- Third baseman / Second baseman
- Born: January 23, 1903 Croton, Iowa, U.S.
- Died: February 1, 1978 (aged 75) Keokuk, Iowa, U.S.
- Batted: LeftThrew: Right

MLB debut
- April 12, 1932, for the New York Yankees

Last MLB appearance
- September 30, 1945, for the Pittsburgh Pirates

MLB statistics
- Batting average: .260
- Home runs: 10
- Runs batted in: 82
- Stats at Baseball Reference

Teams
- New York Yankees (1932, 1934–1937); Pittsburgh Pirates (1945);

= Jack Saltzgaver =

American baseball player (1903–1978)

Otto Hamlin "Jack" Saltzgaver (January 23, 1903 – February 1, 1978) was an American professional baseball player. The native of Croton, Iowa, as an infielder, appeared in 278 Major League Baseball games for the New York Yankees (1932; 1934–1937) and the Pittsburgh Pirates (1945).

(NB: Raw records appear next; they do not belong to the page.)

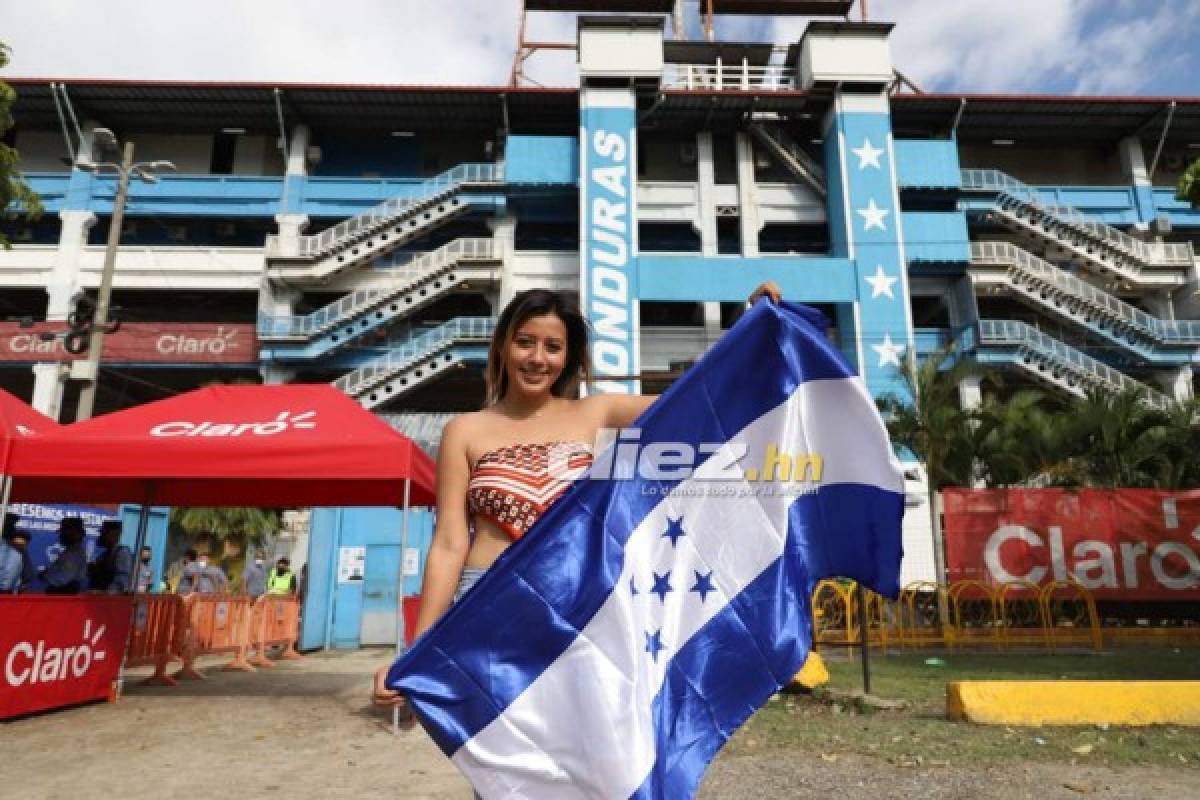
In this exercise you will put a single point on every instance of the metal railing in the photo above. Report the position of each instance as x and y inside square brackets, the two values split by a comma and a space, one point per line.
[1163, 330]
[1013, 332]
[425, 429]
[1149, 253]
[429, 191]
[419, 269]
[729, 77]
[455, 331]
[799, 162]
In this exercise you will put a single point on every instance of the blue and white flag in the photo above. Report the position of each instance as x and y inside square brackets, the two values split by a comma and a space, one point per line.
[665, 597]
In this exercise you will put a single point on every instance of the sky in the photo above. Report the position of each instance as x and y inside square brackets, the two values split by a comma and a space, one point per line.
[1075, 47]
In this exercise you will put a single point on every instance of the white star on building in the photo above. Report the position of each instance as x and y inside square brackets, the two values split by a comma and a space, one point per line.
[873, 216]
[868, 155]
[881, 283]
[889, 352]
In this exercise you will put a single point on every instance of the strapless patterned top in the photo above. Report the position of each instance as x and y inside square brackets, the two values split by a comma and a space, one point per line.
[514, 486]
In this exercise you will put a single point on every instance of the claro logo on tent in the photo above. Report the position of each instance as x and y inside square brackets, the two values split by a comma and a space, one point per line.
[37, 663]
[283, 421]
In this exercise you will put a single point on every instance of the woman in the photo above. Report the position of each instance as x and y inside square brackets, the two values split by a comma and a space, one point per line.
[534, 425]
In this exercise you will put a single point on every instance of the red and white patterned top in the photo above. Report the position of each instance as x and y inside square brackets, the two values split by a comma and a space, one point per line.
[514, 486]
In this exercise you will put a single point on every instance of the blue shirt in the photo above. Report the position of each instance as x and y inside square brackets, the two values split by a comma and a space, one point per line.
[11, 566]
[71, 565]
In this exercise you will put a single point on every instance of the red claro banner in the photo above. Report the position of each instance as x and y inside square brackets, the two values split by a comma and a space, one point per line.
[58, 651]
[139, 343]
[1121, 543]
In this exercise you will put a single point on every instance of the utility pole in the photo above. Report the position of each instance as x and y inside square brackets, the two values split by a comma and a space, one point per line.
[96, 341]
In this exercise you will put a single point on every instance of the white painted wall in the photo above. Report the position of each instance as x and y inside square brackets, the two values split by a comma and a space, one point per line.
[41, 151]
[192, 155]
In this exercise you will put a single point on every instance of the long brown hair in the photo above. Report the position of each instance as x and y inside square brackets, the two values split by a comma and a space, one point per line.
[539, 302]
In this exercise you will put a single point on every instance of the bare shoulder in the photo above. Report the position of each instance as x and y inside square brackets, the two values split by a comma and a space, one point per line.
[615, 410]
[459, 431]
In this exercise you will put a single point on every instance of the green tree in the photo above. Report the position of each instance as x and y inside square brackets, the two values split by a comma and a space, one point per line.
[240, 527]
[17, 199]
[941, 434]
[1189, 185]
[1119, 440]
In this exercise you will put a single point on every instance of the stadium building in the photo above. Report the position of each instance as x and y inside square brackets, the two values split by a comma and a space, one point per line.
[367, 235]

Saltzgaver batted left-handed, threw right-handed, stood 5 ft 11 in tall and weighed 165 lb. His best MLB season came with the Yankees. At age 31, he was the Bombers' most-used third baseman, appearing in 84 games at the position. He batted a career-high .271 and set personal bests in home runs (6) and runs batted in (36). The following year, he was supplanted by Red Rolfe as the Yanks' starter at the hot corner.

At the time he played for the Pirates, during the last season of the World War II manpower shortage, the 42-year-old Saltzgaver was the oldest active Major League player.

In 278 games over six seasons, Saltzgaver posted a .260 batting average (199-for-764) with 131 runs, 10 home runs, 82 RBI and 105 bases on balls. He recorded a .957 fielding percentage playing at third, second and first base.